Observing the present biological world, the biochemistry which permits a so perfect and effective functioning of all living organisms, it appears quite impossible to conceive even the simplest living organism without the chirality of the key biological molecules and macromolecules (Brack 1998; Palyi et al. 1999; Podlech 2001; Palyi et al. 2004). Therefore, the abiotic theories sustain the thesis that life originated after the initial establishment of the enantiomeric excess. A chiral excess of the precursor molecules specialized in the life biochemistry should have formed before the appearance of any form of life. The experimental evidence of this possibility has been offered by the analysis of certain meteorites such as the carbonaceous chondrites which have already shown that the enantiomeric excess is already formed spontaneously, by a natural process under abiotic conditions (Cronin and Pizzarello 1999).

There are many hypothesis on how chirality appeared in a prebiotic world and some of these hypothesis are also supported by experimental facts; for reviews see Palyi et al. 1999, 2004; Cataldo et al. 2005. Among the most convincing mechanisms which lead to the enantiomeric excess, asymmetric photolysis of racemic substrates with circularly polarized light is a commonly accepted process which may have led to enantiomeric excess under prebiotic conditions (Inoue and Ramamurthy 2004; Griesbeck and Meierhenrich 2002; Jorissen and Cerf 2002). It is even thought that such process of asymmetric photolysis occurs in the circumstellar and interstellar medium due to the action of circularly polarized UV light emitted by stars (Bailey et al. 1998). The chiral molecules formed in such process in the interstellar medium are then incorporated in cometary bodies and delivered to planets and satellites where the conditions are more suitable for the development of life (Cronin and Pizzarello 1999).

However, the chirality can have had origin also from many other processes which have been reviewed recently (Cataldo et al. 2005); furthermore, a number of other photochemical events can generate the chirality (Matsuura and Koshima 2005; Inoue and Ramamurthy 2004).

Whatever the process considered as the source of homochirality in the biological world, the enantiomeric excess which can be reached is relatively low (Podlech 2001). Therefore, a number of other processes have been advocated as mechanism of chiral amplification (Podlech 2001; Palyi et al. 1999), ranging from the amplification of photochemical events (Ichimura 2003), to the asymmetric autocatalysis (Soai and Sato 2002) which involves the fact that the small amount of an enantiomer formed from an asymmetric reaction can inhibit the formation of its optical antipode.

The problem of chiral amplification and detection can be also faced in terms of helical polymers (Green and Jha 1997; Nakano and Okamoto 2001; Yashima et al. 2004). When chiral monomers are used to built the helical polymers, the optical activity of the corresponding polymer does not correspond to the contribution of the single monomers. Usually a very high excess of chirality is achieved due to the helical configuration assumed by the polymer chain, a configuration which is partially retained also in solution. This fact can be easily verified both in peptides, in proteins and in RNA and DNA macromolecules.

It is also possible to prepare helical polymers completely free from asymmetric carbon atoms in the backbone or in the substituents: the chirality arises simply from the screw sense of the helix without the need of using chiral monomers (Nakano and Okamoto 2001; Cataldo and Keheyan 2003). In such case chiral auxiliaries or inclusion polymerization technique must be adopted. Alternatively, a non-racemic mixture of monomers can be polymerized and the helicity of the polymer will be dominated by the enantiomeric monomer which is present in excess. For instance in the case of polyisocyanates (Podlech 2001; Nakano and Okamoto 2001) with only 8% of enantiomeric excess (ee) the helicity in the polymer will be already 100% of the maximum helicity achievable by using exclusively one of the two optical antipodes as monomer. This effect is due to the so-called commander and soldier interaction (Yashima et al. 2004).

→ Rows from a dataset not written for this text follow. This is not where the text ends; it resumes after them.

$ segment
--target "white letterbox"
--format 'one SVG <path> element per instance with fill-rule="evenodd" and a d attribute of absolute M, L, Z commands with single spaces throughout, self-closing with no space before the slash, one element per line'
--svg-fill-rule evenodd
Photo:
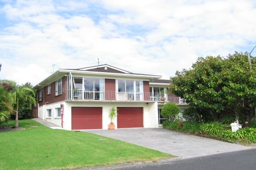
<path fill-rule="evenodd" d="M 236 121 L 235 122 L 231 123 L 230 125 L 233 132 L 236 132 L 236 131 L 239 130 L 240 128 L 242 128 L 242 126 L 239 124 L 238 120 L 236 120 Z"/>

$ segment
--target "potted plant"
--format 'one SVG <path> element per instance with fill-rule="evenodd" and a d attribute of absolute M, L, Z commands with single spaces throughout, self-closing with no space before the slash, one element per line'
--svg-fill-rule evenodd
<path fill-rule="evenodd" d="M 161 91 L 161 101 L 165 101 L 166 98 L 164 97 L 164 94 L 166 93 L 166 90 L 163 89 Z"/>
<path fill-rule="evenodd" d="M 117 116 L 117 109 L 113 107 L 109 110 L 109 117 L 111 118 L 109 124 L 108 124 L 108 130 L 114 130 L 115 125 L 114 122 L 112 122 L 113 118 Z"/>

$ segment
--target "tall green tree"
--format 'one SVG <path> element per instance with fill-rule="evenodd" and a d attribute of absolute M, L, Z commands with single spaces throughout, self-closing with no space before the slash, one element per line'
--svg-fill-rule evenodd
<path fill-rule="evenodd" d="M 10 91 L 11 86 L 1 81 L 0 83 L 0 123 L 9 119 L 10 113 L 13 111 L 13 96 Z"/>
<path fill-rule="evenodd" d="M 249 123 L 255 114 L 256 60 L 252 59 L 252 72 L 247 59 L 247 53 L 237 52 L 198 58 L 191 69 L 176 72 L 170 89 L 202 116 L 220 121 L 234 114 Z"/>
<path fill-rule="evenodd" d="M 15 110 L 15 125 L 19 127 L 19 109 L 24 104 L 24 102 L 35 105 L 35 93 L 34 90 L 26 86 L 16 85 L 13 91 L 13 96 L 15 100 L 14 108 Z"/>

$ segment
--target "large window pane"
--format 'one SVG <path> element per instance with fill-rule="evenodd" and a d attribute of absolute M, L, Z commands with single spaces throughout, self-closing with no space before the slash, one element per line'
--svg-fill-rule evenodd
<path fill-rule="evenodd" d="M 93 91 L 93 78 L 84 78 L 84 90 L 87 91 Z"/>
<path fill-rule="evenodd" d="M 139 81 L 136 81 L 136 93 L 141 92 L 140 86 L 139 86 Z"/>
<path fill-rule="evenodd" d="M 83 87 L 83 78 L 74 78 L 74 88 L 77 88 L 77 90 L 82 90 Z"/>
<path fill-rule="evenodd" d="M 133 92 L 133 80 L 126 80 L 126 92 Z"/>
<path fill-rule="evenodd" d="M 118 92 L 125 92 L 125 80 L 118 80 Z"/>
<path fill-rule="evenodd" d="M 100 79 L 94 79 L 94 91 L 100 91 Z"/>

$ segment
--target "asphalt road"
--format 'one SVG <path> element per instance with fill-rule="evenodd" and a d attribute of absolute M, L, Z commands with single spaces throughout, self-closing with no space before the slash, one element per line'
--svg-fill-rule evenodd
<path fill-rule="evenodd" d="M 173 160 L 168 162 L 131 165 L 129 167 L 109 167 L 98 169 L 254 170 L 256 169 L 256 149 Z"/>

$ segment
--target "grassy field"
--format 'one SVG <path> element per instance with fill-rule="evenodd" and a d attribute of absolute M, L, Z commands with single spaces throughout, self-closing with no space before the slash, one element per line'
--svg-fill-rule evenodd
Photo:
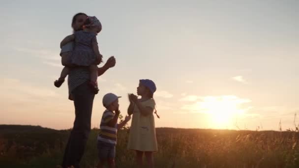
<path fill-rule="evenodd" d="M 0 125 L 0 168 L 55 168 L 62 158 L 70 130 L 38 126 Z M 120 130 L 118 168 L 134 167 L 126 149 L 128 130 Z M 156 168 L 299 168 L 299 133 L 294 132 L 156 129 Z M 82 168 L 97 163 L 92 129 Z"/>

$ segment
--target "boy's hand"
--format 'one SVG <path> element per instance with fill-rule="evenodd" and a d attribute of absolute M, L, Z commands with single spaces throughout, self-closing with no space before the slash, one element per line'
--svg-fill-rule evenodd
<path fill-rule="evenodd" d="M 115 114 L 116 115 L 120 115 L 120 110 L 116 110 L 115 111 Z"/>
<path fill-rule="evenodd" d="M 137 99 L 137 96 L 135 95 L 134 94 L 131 94 L 131 100 L 134 103 L 136 103 L 136 101 L 138 100 L 138 99 Z"/>
<path fill-rule="evenodd" d="M 126 115 L 125 116 L 125 117 L 124 118 L 124 121 L 125 122 L 128 122 L 128 121 L 130 121 L 130 119 L 131 119 L 131 115 Z"/>
<path fill-rule="evenodd" d="M 129 101 L 130 101 L 130 103 L 132 103 L 132 100 L 131 100 L 131 94 L 128 93 L 128 98 L 129 98 Z"/>
<path fill-rule="evenodd" d="M 98 55 L 96 56 L 96 61 L 95 63 L 97 65 L 99 64 L 101 62 L 102 62 L 102 59 L 103 58 L 103 56 L 102 55 Z"/>
<path fill-rule="evenodd" d="M 118 106 L 116 107 L 116 109 L 115 109 L 115 114 L 117 115 L 120 115 L 120 113 L 119 109 L 120 105 L 118 105 Z"/>

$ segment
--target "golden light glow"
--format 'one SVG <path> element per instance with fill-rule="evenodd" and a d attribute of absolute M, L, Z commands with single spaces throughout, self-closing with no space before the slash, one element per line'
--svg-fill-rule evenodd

In our previous study on the radiolysis of chiral molecules we have verified the phenomenon of radioracemization (Cataldo et al. 2004) which may be distinguished into true and apparent racemization and simply consists in the fact that the optical activity of an enantiomer decays gradually to zero as function of the radiation dose administered either because it is radiolyzed to compounds free from asymmetric carbon atoms or because a true inversion in the chiral center occurs due to the action of the high energy radiation (a similar effect occurs with UV light and is called photoracemization). Here we report instead about the unusual and unexpected case of chirality enhancement during γ irradiation of a chiral terpene: β(−)pinene.

Experimental

β(−)Pinene >99.0% pure (by GC as sum of enantiomers) was obtained from Fluka. The specific optical rotation was checked before irradiation and found [α]D = −23.1° (neat using d = 0.871 g/ml) in line with literature data [α]D = −22.4° (Budavari 1996). The polarimetric measurements were made on a Optika polarimeter model Pol 1 using the D sodium line at 589.3 nm.

The FT–IR spectra were recorded in KBr pellet on a Nicolet IR-300 from Thermo-Electron Corporation. A DSC (differential scanning calorimeter) from Linseis model L63 was used to measure the softening point of the resins. The samples were heated at 5°C/min in static air.

Irradiation experiments

Three samples of 27 ml each were irradiated in three different glass vials fitted with screw cap.

Use was made of a 60Co gamma-cell from Atomic Energy of Canada as γ radiation source at a dose rate of 2.7 kGy/h. The total radiation dose administered to the three samples was 150, 300 and 600 kGy. After the irradiation the three samples showed the presence of a white resinous precipitate on the bottom and on the walls of the flask. The liquid β(−)pinene was separated from its solid resin by decantation.

The resins were quantitatively recovered from the respective flasks, washed with methanol and recovered by filtration on filter paper. After drying their mass was determined gravimetrically.

Measurement of the optical activity on the irradiated β(−)pinene

The optical activity of the irradiated samples was measured on neat undiluted liquid β(−)pinene using a density d = 0.871 g/ml, the results are reported in Table I.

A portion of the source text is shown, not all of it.